Overdose and intoxication with benzodiazepines, including URBANOL, may lead to central nervous system depression, associated with drowsiness, confusion and lethargy, possibly progressing to ataxia, respiratory depression, hypotension and, rarely, coma. The risk of a fatal outcome is increased in cases of combined poisoning with other CNS depressants, including alcohol.


In treatment for intoxication, it is recommended that the possible involvement of multiple agents be taken into consideration.

Gastric lavage, intravenous fluid replenishment and general supportive measures may be indicated in addition to monitoring of consciousness, respiration, pulse rate and blood pressure.
Secondary elimination of URBANOL (by forced diuresis or haemodialysis) is ineffective.


Frequent Asked Questions about Urbanol:

What is Urbanol, and how does it work?

Urbanol is a medication used to treat anxiety and related conditions. Its active ingredient, clobazam, acts on the central nervous system to reduce anxiety and promote relaxation.

Is Urbanol safe to use?

Urbanol is generally safe when taken as prescribed by a healthcare professional. However, like all medications, it may have potential side effects. It’s essential to follow the recommended dosage and consult your doctor if you have any concerns.

Who can take Urbanol?

Urbanol is typically prescribed to individuals suffering from anxiety disorders, panic attacks, and other anxiety-related conditions. It is not recommended for children or pregnant women without proper medical supervision.

Can Urbanol be addictive?

Urbanol belongs to the benzodiazepine class of drugs, which can be habit-forming if misused or taken for an extended period. It’s crucial to take Urbanol only as prescribed by your healthcare provider.

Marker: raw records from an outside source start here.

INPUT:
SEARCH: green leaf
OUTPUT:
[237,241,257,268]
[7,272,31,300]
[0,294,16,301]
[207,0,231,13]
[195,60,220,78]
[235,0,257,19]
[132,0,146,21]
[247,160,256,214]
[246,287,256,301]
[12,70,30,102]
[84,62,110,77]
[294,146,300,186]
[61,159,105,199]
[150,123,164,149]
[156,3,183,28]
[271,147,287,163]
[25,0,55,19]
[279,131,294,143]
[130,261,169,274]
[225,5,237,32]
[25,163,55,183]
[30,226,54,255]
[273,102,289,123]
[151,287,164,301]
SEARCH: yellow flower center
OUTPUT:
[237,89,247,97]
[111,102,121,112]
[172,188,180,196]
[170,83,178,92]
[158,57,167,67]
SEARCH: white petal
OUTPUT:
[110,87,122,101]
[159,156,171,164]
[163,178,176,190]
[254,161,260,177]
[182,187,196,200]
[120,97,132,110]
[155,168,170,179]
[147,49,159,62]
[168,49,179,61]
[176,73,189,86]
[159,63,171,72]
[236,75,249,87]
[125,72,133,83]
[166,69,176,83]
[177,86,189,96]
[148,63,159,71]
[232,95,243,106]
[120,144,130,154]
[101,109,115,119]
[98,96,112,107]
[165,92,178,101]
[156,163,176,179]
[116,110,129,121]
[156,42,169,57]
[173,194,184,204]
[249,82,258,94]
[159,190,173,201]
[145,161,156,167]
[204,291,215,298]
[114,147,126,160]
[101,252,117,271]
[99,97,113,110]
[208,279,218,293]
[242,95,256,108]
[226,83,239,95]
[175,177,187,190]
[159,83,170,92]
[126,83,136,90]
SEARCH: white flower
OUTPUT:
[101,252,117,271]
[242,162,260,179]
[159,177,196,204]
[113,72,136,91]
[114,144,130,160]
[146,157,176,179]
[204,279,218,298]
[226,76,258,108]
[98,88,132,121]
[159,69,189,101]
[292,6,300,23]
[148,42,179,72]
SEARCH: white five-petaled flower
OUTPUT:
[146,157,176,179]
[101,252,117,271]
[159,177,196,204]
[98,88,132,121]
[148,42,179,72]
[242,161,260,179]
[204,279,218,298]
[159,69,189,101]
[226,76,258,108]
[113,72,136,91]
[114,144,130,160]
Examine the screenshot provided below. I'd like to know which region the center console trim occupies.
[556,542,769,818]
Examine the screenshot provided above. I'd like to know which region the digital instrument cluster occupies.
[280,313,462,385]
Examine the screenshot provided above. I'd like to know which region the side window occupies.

How quickly does Urbanol start working?

Urbanol’s effects may vary from person to person. Some individuals may experience relief within a short time, while others may need a few weeks of consistent use for the full benefits to manifest.

Can I drive or operate machinery while taking Urbanol?

Urbanol may cause drowsiness and impair your ability to perform tasks that require focus and alertness. Avoid driving or operating machinery until you know how the medication affects you.

What should I do if I miss a dose of Urbanol?

If you miss a dose, take it as soon as you remember. However, if it’s close to the time for your next scheduled dose, skip the missed one and continue with your regular dosing schedule. Avoid taking double doses to make up for the missed one.

Are there any specific drug interactions with Urbanol?

Urbanol may interact with certain medications, including other benzodiazepines, antidepressants, and anticonvulsants. Inform your healthcare provider about all the medications and supplements you are taking to avoid potential interactions.

Can I drink alcohol while taking Urbanol?

Alcohol may intensify the sedative effects of Urbanol, leading to increased drowsiness and impaired coordination. It’s best to avoid alcohol while using this medication.

Can I stop taking Urbanol abruptly?

Abruptly stopping Urbanol may lead to withdrawal symptoms, including rebound anxiety. Consult your healthcare provider to develop a tapering plan if you need to discontinue the medication.